No $D_{\text{train}}$: Model-Agnostic Counterfactual Explanations Using Reinforcement Learning

Machine learning (ML) methods have experienced significant growth in the past decade, yet their practical application in high-impact real-world domains has been hindered by their opacity. When ML methods are responsible for making critical decisions, stakeholders often require insights into how to alter these decisions. Counterfactual explanations (CFEs) have emerged as a solution, offering interpretations of opaque ML models and providing a pathway to transition from one decision to another. However, most existing CFE methods require access to the model's training dataset, few methods can handle multivariate time-series, and none of model-agnostic CFE methods can handle multivariate time-series without training datasets. These limitations can be formidable in many scenarios.
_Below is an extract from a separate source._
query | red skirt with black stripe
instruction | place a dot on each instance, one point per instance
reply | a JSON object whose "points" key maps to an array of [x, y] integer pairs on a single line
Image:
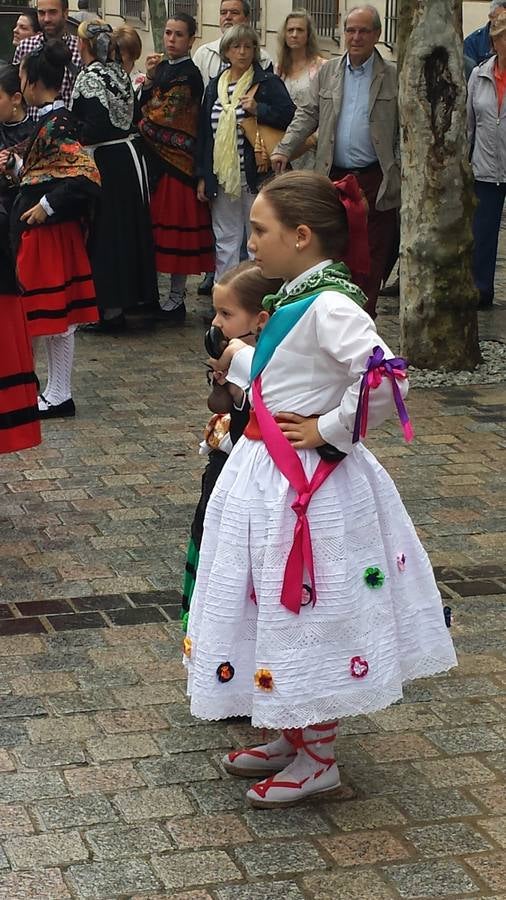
{"points": [[182, 234], [54, 274], [19, 414]]}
In this paper, we present NTD-CFE, a novel model-agnostic CFE method based on reinforcement learning (RL) that generates CFEs when training datasets are unavailable. NTD-CFE is suitable for both static and multivariate time-series datasets with continuous and discrete features. NTD-CFE reduces the CFE search space from a multivariate time-series domain to a lower dimensional space and addresses the problem using RL. Users have the flexibility to specify non-actionable, immutable, and preferred features, as well as causal constraints. We demonstrate the performance of NTD-CFE against four baselines on several datasets and find that, despite not having access to a training dataset, NTD-CFE finds CFEs that make significantly fewer and significantly smaller changes to the input time-series. These properties make CFEs more actionable, as the magnitude of change required to alter an outcome is vastly reduced. The code is available in the supplementary material.